- Interactive map of the Observatory Building area

General information
- Type: Offices
- Location: 400 Locust Street, Des Moines, Iowa, United States
- Coordinates: 41°35′12″N 93°37′22″W﻿ / ﻿41.5867°N 93.6227°W
- Construction started: 1895
- Completed: 1896
- Opening: April 1, 1896
- Demolished: 1937
- Owner: Gerrit Van Ginkel

Height
- Roof: 197 ft (60 m)

Technical details
- Floor count: 13 (including 4 story tower)

Design and construction
- Architect: Charles Edward Eastman

Other information
- Public transit access: DART

References

= Observatory Building =

The Observatory Building, also known as the Van Ginkel Building, was a skyscraper located in downtown Des Moines, Iowa. Standing at 197 ft and heralded as "the tallest office building between Chicago and San Francisco" when opened on April 1, 1896, it was also the first skyscraper in Iowa. Although it was the tallest office building, the Observatory Building was not the tallest building in Des Moines, the Iowa State Capitol, completed in 1884, was 275 ft.

With a look considered modern for its time, the building consisted of nine stories of office space, a rooftop garden including a 600-seat venue for outdoor performances, and a four-story observation tower, the distinctive feature which also gave the building its name. Electricity and gas lighting was provided to all tenants. Access to the tower was provided to paying customers for what was at the time an almost unique view of the city. The installation of a beacon that would shine over the city nightly added further to the buildings uniqueness.

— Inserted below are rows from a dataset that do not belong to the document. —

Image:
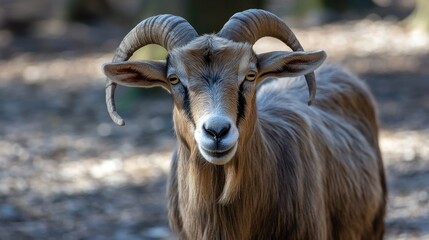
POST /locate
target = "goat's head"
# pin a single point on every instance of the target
(212, 78)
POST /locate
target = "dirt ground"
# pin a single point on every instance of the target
(67, 172)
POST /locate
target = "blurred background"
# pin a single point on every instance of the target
(67, 172)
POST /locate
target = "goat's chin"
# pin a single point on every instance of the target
(218, 158)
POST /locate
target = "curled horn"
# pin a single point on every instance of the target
(165, 30)
(253, 24)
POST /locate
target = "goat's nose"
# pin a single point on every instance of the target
(216, 129)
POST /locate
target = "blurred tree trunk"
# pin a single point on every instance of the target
(419, 18)
(208, 16)
(346, 5)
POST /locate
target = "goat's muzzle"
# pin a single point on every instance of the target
(216, 137)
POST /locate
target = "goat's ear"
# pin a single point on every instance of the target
(289, 64)
(138, 74)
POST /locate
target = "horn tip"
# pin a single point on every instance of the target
(117, 119)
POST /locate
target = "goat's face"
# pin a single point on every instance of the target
(213, 81)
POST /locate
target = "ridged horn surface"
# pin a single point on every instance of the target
(253, 24)
(166, 30)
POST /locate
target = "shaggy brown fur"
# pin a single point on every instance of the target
(299, 172)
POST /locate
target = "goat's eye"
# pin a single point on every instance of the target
(174, 79)
(251, 76)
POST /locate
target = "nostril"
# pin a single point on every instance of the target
(224, 130)
(210, 131)
(216, 130)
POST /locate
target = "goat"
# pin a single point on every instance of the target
(253, 161)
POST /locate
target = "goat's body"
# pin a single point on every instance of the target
(306, 172)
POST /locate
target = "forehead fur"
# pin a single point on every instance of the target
(212, 51)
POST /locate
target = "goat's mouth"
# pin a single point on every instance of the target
(218, 157)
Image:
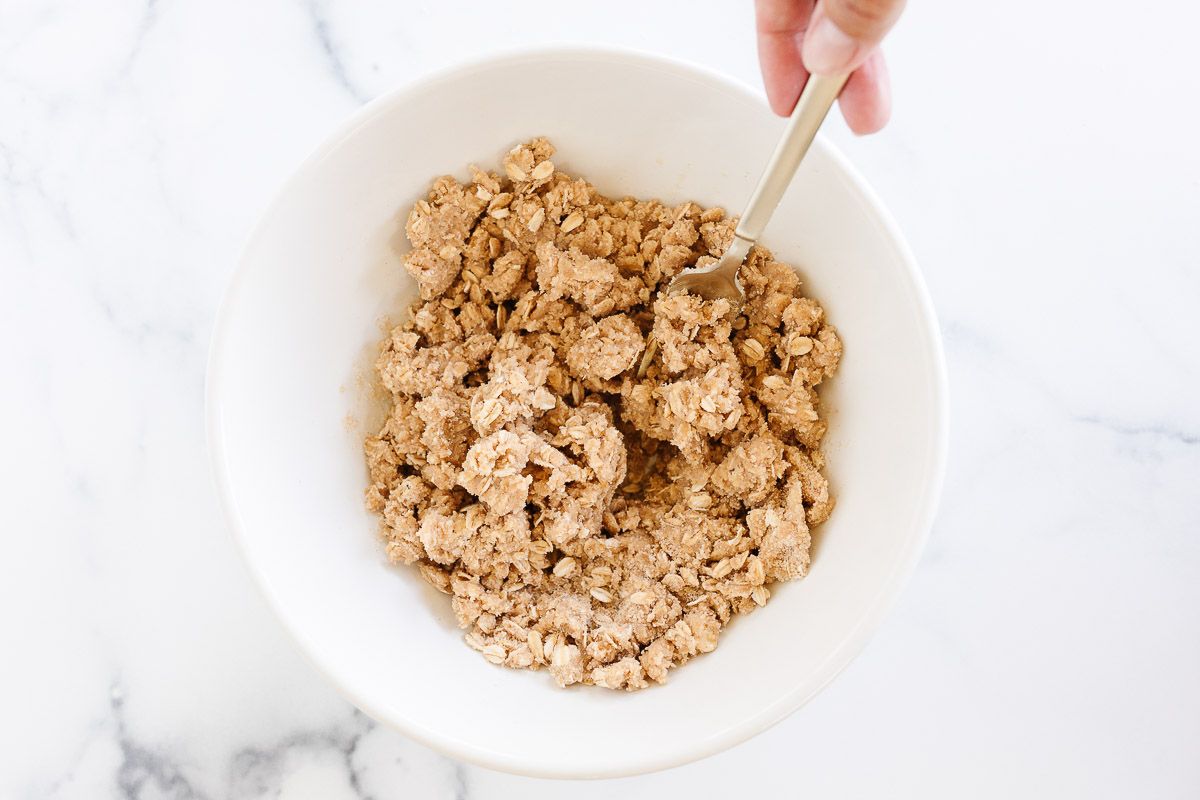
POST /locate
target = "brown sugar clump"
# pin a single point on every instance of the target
(586, 521)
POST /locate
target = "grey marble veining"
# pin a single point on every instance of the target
(1047, 645)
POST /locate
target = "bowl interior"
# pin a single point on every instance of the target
(291, 398)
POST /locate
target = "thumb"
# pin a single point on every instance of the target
(843, 32)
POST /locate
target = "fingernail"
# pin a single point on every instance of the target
(828, 49)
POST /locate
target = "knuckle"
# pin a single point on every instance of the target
(865, 18)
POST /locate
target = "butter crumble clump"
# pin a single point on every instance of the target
(586, 521)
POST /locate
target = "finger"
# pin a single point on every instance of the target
(867, 98)
(780, 25)
(844, 32)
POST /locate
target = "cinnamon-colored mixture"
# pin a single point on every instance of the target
(585, 519)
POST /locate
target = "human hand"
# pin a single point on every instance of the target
(828, 37)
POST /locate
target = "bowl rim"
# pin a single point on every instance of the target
(856, 639)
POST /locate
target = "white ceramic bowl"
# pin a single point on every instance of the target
(300, 324)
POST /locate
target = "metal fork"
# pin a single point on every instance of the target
(720, 280)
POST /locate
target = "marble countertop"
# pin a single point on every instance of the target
(1048, 175)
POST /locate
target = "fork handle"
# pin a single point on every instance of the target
(811, 108)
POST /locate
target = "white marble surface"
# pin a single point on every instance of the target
(1048, 174)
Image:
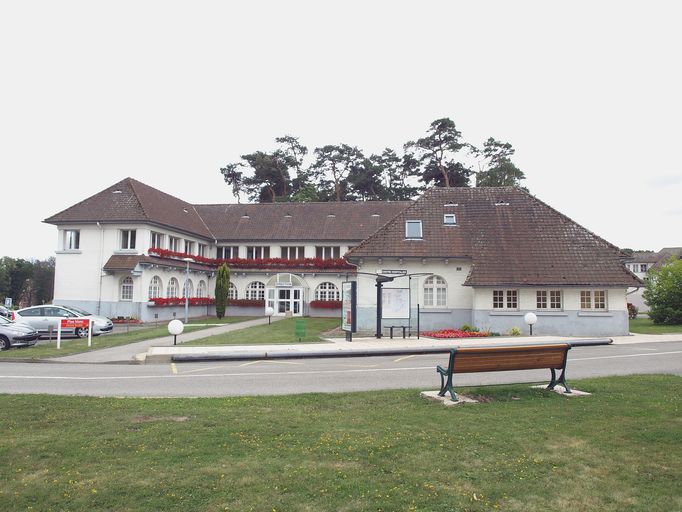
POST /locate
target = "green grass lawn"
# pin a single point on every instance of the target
(523, 450)
(281, 331)
(71, 346)
(647, 326)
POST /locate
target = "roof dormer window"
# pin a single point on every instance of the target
(413, 229)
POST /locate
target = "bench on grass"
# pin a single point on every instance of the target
(499, 359)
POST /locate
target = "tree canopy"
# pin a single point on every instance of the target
(343, 172)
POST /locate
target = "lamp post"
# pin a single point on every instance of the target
(175, 327)
(530, 319)
(187, 260)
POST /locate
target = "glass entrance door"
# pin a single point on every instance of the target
(289, 300)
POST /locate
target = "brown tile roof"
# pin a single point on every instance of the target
(511, 237)
(128, 262)
(298, 222)
(132, 201)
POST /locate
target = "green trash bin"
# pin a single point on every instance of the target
(300, 329)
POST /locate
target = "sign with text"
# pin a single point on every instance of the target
(348, 305)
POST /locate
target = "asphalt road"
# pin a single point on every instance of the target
(313, 375)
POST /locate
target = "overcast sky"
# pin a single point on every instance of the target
(589, 94)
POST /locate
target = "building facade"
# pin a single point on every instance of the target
(481, 256)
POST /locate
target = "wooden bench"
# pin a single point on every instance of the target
(499, 359)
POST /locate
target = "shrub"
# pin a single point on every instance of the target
(663, 293)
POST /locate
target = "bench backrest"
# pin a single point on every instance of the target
(528, 357)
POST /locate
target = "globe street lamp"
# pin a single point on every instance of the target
(187, 260)
(175, 327)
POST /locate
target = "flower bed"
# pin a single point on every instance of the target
(455, 333)
(273, 263)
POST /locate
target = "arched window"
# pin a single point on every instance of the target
(188, 288)
(327, 291)
(127, 288)
(155, 287)
(435, 292)
(201, 289)
(172, 289)
(255, 290)
(232, 292)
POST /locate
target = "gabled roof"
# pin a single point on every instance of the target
(511, 237)
(132, 201)
(298, 222)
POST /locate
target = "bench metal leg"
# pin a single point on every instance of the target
(562, 380)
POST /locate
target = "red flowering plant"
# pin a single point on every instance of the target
(242, 263)
(325, 304)
(455, 333)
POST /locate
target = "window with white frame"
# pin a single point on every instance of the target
(188, 289)
(328, 252)
(128, 238)
(593, 299)
(172, 288)
(548, 299)
(72, 239)
(228, 253)
(127, 288)
(189, 247)
(257, 252)
(255, 290)
(326, 291)
(232, 292)
(155, 287)
(435, 292)
(201, 289)
(413, 229)
(293, 253)
(505, 299)
(157, 240)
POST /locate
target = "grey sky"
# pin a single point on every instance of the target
(589, 94)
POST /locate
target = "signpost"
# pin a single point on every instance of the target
(74, 323)
(348, 308)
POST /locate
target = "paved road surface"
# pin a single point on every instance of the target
(313, 375)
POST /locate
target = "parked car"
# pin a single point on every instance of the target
(46, 318)
(14, 334)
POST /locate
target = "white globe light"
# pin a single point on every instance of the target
(530, 318)
(175, 327)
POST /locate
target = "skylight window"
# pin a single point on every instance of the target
(449, 219)
(413, 229)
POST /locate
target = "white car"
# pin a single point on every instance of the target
(46, 318)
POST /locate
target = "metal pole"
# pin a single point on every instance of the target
(187, 293)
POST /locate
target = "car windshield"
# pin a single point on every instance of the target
(77, 310)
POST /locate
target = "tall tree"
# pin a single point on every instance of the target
(498, 170)
(332, 166)
(438, 154)
(222, 289)
(270, 179)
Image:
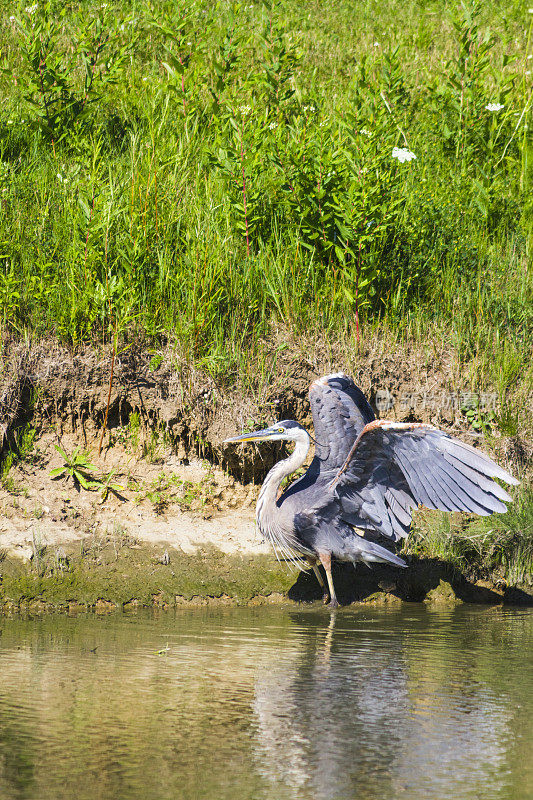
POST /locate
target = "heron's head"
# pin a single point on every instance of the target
(288, 430)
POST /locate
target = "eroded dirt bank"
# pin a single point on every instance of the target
(168, 518)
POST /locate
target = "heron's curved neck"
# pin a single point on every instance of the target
(269, 491)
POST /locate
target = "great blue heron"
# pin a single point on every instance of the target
(367, 475)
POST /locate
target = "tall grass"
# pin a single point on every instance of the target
(198, 172)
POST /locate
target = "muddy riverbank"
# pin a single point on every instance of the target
(166, 515)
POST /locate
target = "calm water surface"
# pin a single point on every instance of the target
(268, 704)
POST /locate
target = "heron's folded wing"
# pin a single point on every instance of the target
(393, 467)
(340, 412)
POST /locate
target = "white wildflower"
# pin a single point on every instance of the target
(402, 154)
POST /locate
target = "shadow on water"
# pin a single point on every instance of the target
(355, 584)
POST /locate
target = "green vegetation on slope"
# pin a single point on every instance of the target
(202, 172)
(199, 171)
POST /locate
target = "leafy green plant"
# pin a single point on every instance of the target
(78, 467)
(58, 101)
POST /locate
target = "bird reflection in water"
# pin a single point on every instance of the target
(345, 714)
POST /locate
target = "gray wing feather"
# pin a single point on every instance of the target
(394, 467)
(340, 412)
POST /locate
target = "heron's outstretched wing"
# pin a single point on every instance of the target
(340, 412)
(393, 467)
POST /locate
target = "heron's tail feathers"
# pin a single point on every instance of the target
(370, 552)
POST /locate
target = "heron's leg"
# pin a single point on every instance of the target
(319, 578)
(325, 558)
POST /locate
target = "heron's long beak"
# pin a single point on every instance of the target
(253, 436)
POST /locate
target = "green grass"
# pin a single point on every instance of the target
(500, 544)
(204, 174)
(201, 173)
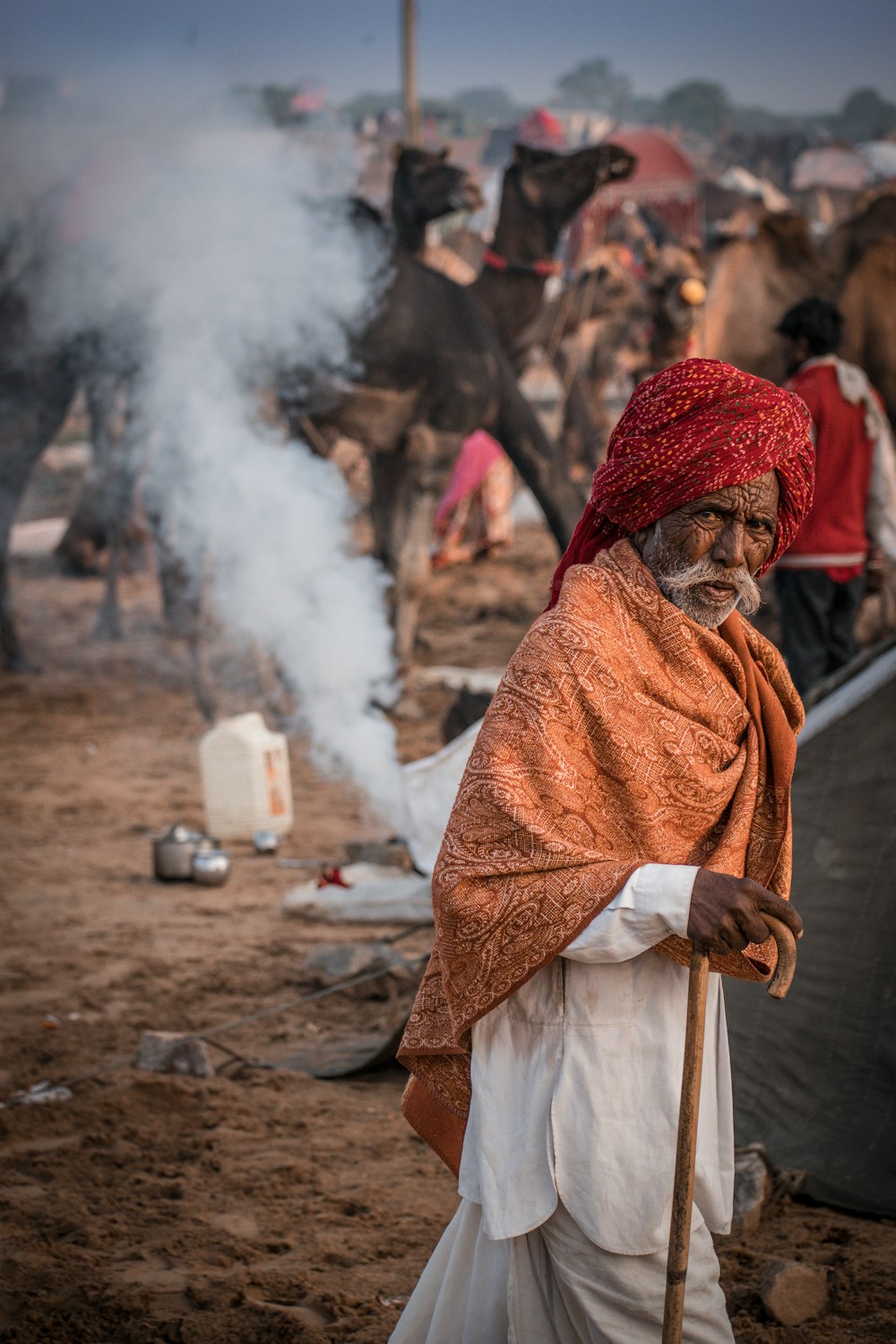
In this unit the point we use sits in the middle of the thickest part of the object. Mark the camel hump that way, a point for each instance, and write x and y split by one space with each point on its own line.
790 238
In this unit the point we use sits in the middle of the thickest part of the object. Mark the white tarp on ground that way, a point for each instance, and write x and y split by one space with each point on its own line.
376 894
430 787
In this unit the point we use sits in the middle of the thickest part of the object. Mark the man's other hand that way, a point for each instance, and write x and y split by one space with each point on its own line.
727 913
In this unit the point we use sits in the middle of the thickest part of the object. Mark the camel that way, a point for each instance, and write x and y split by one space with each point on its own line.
753 284
38 384
611 330
756 280
864 252
435 368
540 194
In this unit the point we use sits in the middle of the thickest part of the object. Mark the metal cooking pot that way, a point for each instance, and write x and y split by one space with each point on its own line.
211 867
172 852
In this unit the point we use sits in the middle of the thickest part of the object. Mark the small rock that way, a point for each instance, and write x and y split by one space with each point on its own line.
171 1053
751 1191
39 1094
794 1292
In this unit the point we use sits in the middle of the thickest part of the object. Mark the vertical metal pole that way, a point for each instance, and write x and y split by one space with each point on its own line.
413 128
686 1150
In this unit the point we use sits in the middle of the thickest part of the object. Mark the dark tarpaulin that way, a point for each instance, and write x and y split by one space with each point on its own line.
815 1075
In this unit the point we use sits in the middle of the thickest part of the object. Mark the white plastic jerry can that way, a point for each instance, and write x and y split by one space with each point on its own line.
245 777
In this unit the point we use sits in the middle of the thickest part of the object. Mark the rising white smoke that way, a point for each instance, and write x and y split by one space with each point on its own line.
218 236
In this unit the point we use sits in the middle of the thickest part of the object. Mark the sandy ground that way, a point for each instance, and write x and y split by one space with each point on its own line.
257 1206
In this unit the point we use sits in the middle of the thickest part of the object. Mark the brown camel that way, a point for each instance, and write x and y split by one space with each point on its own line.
753 284
435 370
38 384
611 330
864 250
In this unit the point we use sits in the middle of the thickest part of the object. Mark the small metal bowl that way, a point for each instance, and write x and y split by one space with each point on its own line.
265 841
172 852
211 867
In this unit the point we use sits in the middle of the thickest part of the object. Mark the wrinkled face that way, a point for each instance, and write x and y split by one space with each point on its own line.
704 554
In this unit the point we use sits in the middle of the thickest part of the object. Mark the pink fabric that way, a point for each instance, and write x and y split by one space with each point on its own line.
477 457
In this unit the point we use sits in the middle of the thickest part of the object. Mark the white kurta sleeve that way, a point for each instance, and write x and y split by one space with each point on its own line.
653 903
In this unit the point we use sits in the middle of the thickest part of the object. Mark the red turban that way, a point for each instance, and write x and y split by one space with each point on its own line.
692 429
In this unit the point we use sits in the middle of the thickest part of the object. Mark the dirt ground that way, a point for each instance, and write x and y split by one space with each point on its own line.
261 1204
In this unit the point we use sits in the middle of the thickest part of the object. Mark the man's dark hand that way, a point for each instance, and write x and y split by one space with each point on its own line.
726 913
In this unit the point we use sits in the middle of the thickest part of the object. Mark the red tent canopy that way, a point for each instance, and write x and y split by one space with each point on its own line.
665 180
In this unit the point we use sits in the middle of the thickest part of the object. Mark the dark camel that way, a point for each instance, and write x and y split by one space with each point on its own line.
540 194
38 384
611 327
437 367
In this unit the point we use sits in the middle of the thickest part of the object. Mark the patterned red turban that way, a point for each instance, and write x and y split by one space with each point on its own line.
692 429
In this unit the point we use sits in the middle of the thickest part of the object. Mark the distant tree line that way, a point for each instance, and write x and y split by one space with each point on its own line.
696 105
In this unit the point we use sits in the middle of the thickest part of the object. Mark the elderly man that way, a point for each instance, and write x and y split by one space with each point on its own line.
627 793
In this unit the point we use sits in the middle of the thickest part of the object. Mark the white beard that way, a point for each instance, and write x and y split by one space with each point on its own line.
681 583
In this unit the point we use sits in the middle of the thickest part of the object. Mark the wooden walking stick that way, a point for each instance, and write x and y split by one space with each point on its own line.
686 1147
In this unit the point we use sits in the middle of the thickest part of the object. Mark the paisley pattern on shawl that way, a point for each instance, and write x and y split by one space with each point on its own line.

From its incorporation in 1896 until 1905 the head office of the Central Life Assurance Society of the United States was located in the Observatory Building. This company is still based in Des Moines today and now known as The Aviva Life and Annuity Company

The building was eventually demolished during the latter half of 1937, and this location is now occupied by Capital Square Mall.